Women & Work

The Poverty Wars

LaurieFor all of time it seems that someone has been waging war on poverty. In literature, in history books, in most religions and in the writings of anyone even the least bit socially conscious, poverty and the war on its oppressors is a key theme. But when you get right down to it would we know actual poverty if we saw it? After all, we can’t wage war on something we can’t identify. If we do that we’re just a bunch of kids with invisible light sabers slashing at things that aren’t there and making weird noises.

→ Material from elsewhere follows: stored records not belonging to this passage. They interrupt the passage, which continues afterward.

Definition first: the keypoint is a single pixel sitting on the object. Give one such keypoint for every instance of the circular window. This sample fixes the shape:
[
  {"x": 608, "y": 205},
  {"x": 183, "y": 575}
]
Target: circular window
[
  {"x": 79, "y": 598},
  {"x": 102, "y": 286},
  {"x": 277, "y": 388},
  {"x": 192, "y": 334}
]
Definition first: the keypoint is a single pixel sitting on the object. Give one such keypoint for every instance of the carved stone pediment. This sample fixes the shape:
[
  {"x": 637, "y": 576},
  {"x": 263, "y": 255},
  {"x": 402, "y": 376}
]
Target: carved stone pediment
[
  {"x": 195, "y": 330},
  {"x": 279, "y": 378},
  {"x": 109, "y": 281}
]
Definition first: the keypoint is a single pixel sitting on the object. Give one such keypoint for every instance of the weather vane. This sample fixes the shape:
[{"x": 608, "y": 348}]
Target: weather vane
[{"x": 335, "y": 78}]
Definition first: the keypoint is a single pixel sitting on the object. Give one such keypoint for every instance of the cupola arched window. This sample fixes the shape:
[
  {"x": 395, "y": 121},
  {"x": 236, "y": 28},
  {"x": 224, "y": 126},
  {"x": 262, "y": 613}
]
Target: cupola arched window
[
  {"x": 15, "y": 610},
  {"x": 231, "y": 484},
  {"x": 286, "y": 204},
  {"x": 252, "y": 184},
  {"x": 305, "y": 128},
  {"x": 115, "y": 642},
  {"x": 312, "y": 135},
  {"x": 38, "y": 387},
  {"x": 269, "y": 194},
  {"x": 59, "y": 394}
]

So how do we identify our enemy? Let’s start with a definition. Poverty is defined as the state of not having enough. To be more precise our discussion is focusing on the not having enough money. But what is not enough?

In America most people would say that welfare recipient income level would count and I would agree. In order to qualify for government assistance in the United States an annual income of about $12,000 is required; make more than the and you’re on your own. Those in generous places would place the upper number of the poverty stricken at $20,000; a far cry from the number that earns assistance.

But let’s be even more generous. In my town of Jacksonville, Florida owning a car is imperative. Our public transportation totally sucks making it virtually unusable. Understand I lived in London for two years and never once drove a car. I love public transportation and I have tried to use it in Jax; not even remotely reasonable. Another necessity that would seem luxury is the internet. My daughters high school text books at her *free public school* are all on-line; any kid not having home access to the internet is totally screwed.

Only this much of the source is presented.